Returns the PKCS#11 attributes of an object. The array contains CK_ATTRIBUTE objects, one for each set attribute of this object; e.g. for each attribute that is not null. The array can be used directly as input for the PKCS#11 wrapper. The Session class uses this method for various object operations.

Parameters:

object - The iaik.pkcs.pkcs11.object.Object object to get the attributes from.

vendorCodeConverter - The vendor code converter.

Returns:

An array of CK_ATTRIBUTE objects. null, if the given object is null.

Throws:

PKCS11Exception - If setting the attribute values.

hashCode

public int hashCode()

The overriding of this method should ensure that the objects of this class work correctly in a hashtable.

Overrides:

hashCode in class Object

Returns:

The hash code of this object.

readAttributes

public void readAttributes(Session session)
                    throws TokenException

Read the values of the attributes of this object from the token.

Parameters:

session - The session to use for reading attributes. This session must have the appropriate rights; i.e. it must be a user-session, if it is a private object.

Throws:

TokenException - If getting the attributes failed.

toString

public String toString()

Returns a string representation of the current object. The output is only for debugging purposes and should not be used for other purposes.

Overrides:

toString in class Object

Returns:

A string presentation of this object for debugging output.

toString

public String toString(boolean newline,
                       boolean withName,
                       String indent)

Returns a string representation of the current object. Some parameters can be set to manipulate the output. The output is only for debugging purposes and should not be used for other purposes.

Parameters:

newline - true if the output should start in a new line

withName - true if the type of the attribute should be returned too

indent - the indent to be used

Returns:

A string presentation of this object for debugging output.

getAttributeValue

protected static void getAttributeValue(Session session,
                                        long objectHandle,
                                        Attribute attribute)
                                 throws PKCS11Exception

This method reads the attribute specified by attribute from the token using the given session. The object from which to read the attribute is specified using the objectHandle. The attribute will contain the results. If the attempt to read the attribute returns CKR_ATTRIBUTE_TYPE_INVALID, this will be indicated by setting Attribute.setPresent(boolean) to false. It CKR_ATTRIBUTE_SENSITIVE is returned, the attribute object is marked as present (by calling Attribute.setPresent(boolean) with true), and in addition as sensitive by calling Attribute.setSensitive(boolean) with true.

Parameters:

session - The session to use for reading the attribute.

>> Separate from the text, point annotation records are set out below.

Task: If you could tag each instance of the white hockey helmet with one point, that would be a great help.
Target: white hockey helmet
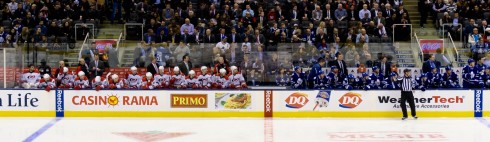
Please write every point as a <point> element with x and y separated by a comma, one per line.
<point>97,79</point>
<point>46,76</point>
<point>81,73</point>
<point>222,71</point>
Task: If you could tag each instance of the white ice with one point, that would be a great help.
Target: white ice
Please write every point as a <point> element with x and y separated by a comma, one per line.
<point>246,130</point>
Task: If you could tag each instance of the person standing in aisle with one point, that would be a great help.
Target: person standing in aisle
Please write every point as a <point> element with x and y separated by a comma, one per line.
<point>406,83</point>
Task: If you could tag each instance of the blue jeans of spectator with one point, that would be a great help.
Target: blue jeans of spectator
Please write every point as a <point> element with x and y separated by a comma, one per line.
<point>116,6</point>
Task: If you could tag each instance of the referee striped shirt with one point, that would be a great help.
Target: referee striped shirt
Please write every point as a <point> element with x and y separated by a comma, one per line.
<point>406,83</point>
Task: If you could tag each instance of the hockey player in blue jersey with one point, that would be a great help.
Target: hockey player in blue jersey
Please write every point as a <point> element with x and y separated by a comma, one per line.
<point>450,79</point>
<point>350,82</point>
<point>282,79</point>
<point>365,82</point>
<point>321,81</point>
<point>391,82</point>
<point>298,79</point>
<point>470,75</point>
<point>422,82</point>
<point>377,78</point>
<point>480,67</point>
<point>435,78</point>
<point>335,79</point>
<point>485,78</point>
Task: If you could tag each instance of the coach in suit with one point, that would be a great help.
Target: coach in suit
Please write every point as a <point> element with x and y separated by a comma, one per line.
<point>430,63</point>
<point>96,67</point>
<point>185,66</point>
<point>153,67</point>
<point>384,66</point>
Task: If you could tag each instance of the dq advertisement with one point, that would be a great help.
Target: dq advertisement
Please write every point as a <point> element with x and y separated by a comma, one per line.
<point>353,101</point>
<point>429,46</point>
<point>26,100</point>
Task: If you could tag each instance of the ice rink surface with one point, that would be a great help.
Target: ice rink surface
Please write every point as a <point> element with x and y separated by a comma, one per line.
<point>243,130</point>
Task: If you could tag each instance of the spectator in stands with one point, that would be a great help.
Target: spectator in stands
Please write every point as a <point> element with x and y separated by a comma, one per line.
<point>430,64</point>
<point>180,51</point>
<point>82,66</point>
<point>340,13</point>
<point>474,37</point>
<point>96,67</point>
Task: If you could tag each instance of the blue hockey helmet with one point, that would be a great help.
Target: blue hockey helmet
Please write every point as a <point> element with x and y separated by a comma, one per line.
<point>351,76</point>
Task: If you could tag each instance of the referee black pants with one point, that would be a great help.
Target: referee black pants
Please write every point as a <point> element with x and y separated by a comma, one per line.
<point>407,96</point>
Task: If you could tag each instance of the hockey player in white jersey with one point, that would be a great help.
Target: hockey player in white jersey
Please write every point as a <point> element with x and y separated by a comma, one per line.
<point>47,83</point>
<point>99,83</point>
<point>205,79</point>
<point>236,80</point>
<point>192,81</point>
<point>134,79</point>
<point>30,79</point>
<point>162,80</point>
<point>148,82</point>
<point>220,80</point>
<point>117,83</point>
<point>178,79</point>
<point>65,79</point>
<point>81,82</point>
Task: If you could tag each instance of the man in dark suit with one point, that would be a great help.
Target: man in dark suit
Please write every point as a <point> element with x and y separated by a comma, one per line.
<point>340,64</point>
<point>96,67</point>
<point>153,67</point>
<point>430,63</point>
<point>384,66</point>
<point>185,66</point>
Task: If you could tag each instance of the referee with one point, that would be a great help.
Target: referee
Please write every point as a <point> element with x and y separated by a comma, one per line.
<point>406,94</point>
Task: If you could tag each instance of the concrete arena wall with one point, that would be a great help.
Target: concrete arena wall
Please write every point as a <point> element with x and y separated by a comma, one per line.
<point>237,103</point>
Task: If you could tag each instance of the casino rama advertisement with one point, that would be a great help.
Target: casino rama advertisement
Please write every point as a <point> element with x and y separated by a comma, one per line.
<point>355,101</point>
<point>206,101</point>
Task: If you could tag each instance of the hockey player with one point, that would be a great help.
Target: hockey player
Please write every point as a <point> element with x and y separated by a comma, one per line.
<point>162,80</point>
<point>220,80</point>
<point>65,79</point>
<point>192,81</point>
<point>134,79</point>
<point>470,74</point>
<point>485,78</point>
<point>116,83</point>
<point>282,79</point>
<point>47,83</point>
<point>335,79</point>
<point>30,79</point>
<point>435,78</point>
<point>450,79</point>
<point>178,79</point>
<point>350,82</point>
<point>365,82</point>
<point>236,80</point>
<point>81,82</point>
<point>391,82</point>
<point>321,81</point>
<point>205,79</point>
<point>298,79</point>
<point>422,82</point>
<point>148,82</point>
<point>377,78</point>
<point>99,83</point>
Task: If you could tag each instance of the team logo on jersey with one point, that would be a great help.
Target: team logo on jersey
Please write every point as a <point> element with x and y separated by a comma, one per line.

objectHandle - The handle of the object which contains the attribute.

attribute - The object specifying the attribute type (see Attribute.getType()) and receiving the attribute value (see Attribute.setCkAttribute(CK_ATTRIBUTE)).

Throws:

PKCS11Exception - If getting the attribute failed.

getAttributeValues

protected static void getAttributeValues(Session session,
                                         long objectHandle,
                                         Attribute[] attributes)
                                  throws PKCS11Exception

This method reads the attributes in a similar way as getAttributeValue(iaik.pkcs.pkcs11.Session, long, iaik.pkcs.pkcs11.objects.Attribute), but a complete array at once. This can lead to performance improvements. If reading all attributes at once fails, it tries to read each attributes individually.

Parameters:

session - The session to use for reading the attributes.

objectHandle - The handle of the object which contains the attributes.

attributes - The objects specifying the attribute types (see Attribute.getType()) and receiving the attribute values (see Attribute.setCkAttribute(CK_ATTRIBUTE)).

Throws:

PKCS11Exception - If getting the attributes failed.